Trotzdem geht es um mehr, als einfach sein Gesicht zu verbergen und nicht erkenntlich zu sein. Der Psychologe Wolfgang Oelsner, der gerne auch mal als Karnevalsphilosoph betitelt wird, sagte gegenüber der «Welt am Sonntag», dass es psychologische Gründe hat, dass Menschen sich an der Fastnacht verkleiden: «Es gibt uns spielerisch die Möglichkeit, den Alltag zu verlassen, ganz ohne Ansehensverlust. Auch früheren Sehnsüchten können wir nachgehen: Wir Menschen haben alle nicht nur diese eine Seite, die wir täglich zeigen. Wir haben viele Seiten, die wir im Alltag aber zurückstellen müssen. Ab und zu wird uns bewusst: Da ist noch etwas in uns drin und das möchte manchmal raus.»

Absage an die Vernunft

Der Psychologe und Forscher Oelsner geht sogar weiter und sagt, dass während der fünften Jahreszeit, alles reduziert wird. Die komplexe Welt werde für ein paar Tage im Jahr vereinfacht und man tauche in die Welt der Kindheit ein. Gleichzeitig ist die Fastnacht auch eine Absage an die Vernunft. Die Reduzierung und Verknappung ist während des Kasbah-Fests auch musikalisch wahrnehmbar. In den Partyzelten sind Songs zu hören, die fast nicht weiter verknappt werden können. Aufgelöst in völliger Ekstase springen, tanzen und singen die Leute in den Zelten und Kellern «Mach den Hub, Hub» und «Mach den Schrauber, Schrauber, Schrauber» bis sie nicht mehr wissen, ob sie nun im Wallis oder schon in Mallorca sind.
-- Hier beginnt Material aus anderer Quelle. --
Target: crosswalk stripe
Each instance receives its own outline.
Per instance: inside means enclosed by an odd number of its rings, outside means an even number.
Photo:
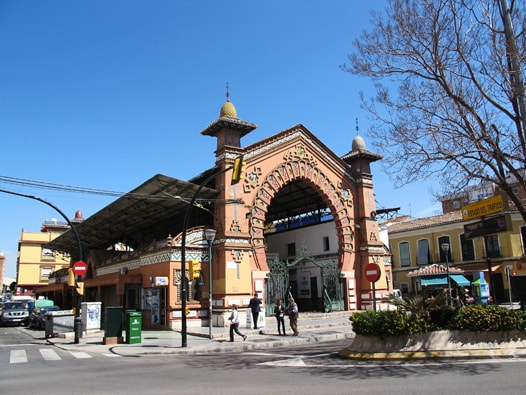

Die Bars am Ballermann in Mallorca und am Gätsch in der Sennereigasse haben verdächtig oft einen ähnlichen Musikgeschmack. Es hat aber auch Platz für Nischen, für spannende DJ Sets und kleine Konzerte. Nach drei Nächten Ausnahmezustand ist Schluss. Und es wird klar: Mallorca und Gätsch haben etwas Weiteres gemeinsam: Nicht nur Mallorca, nein auch der Gätsch ist zum Glück nur einmal im Jahr.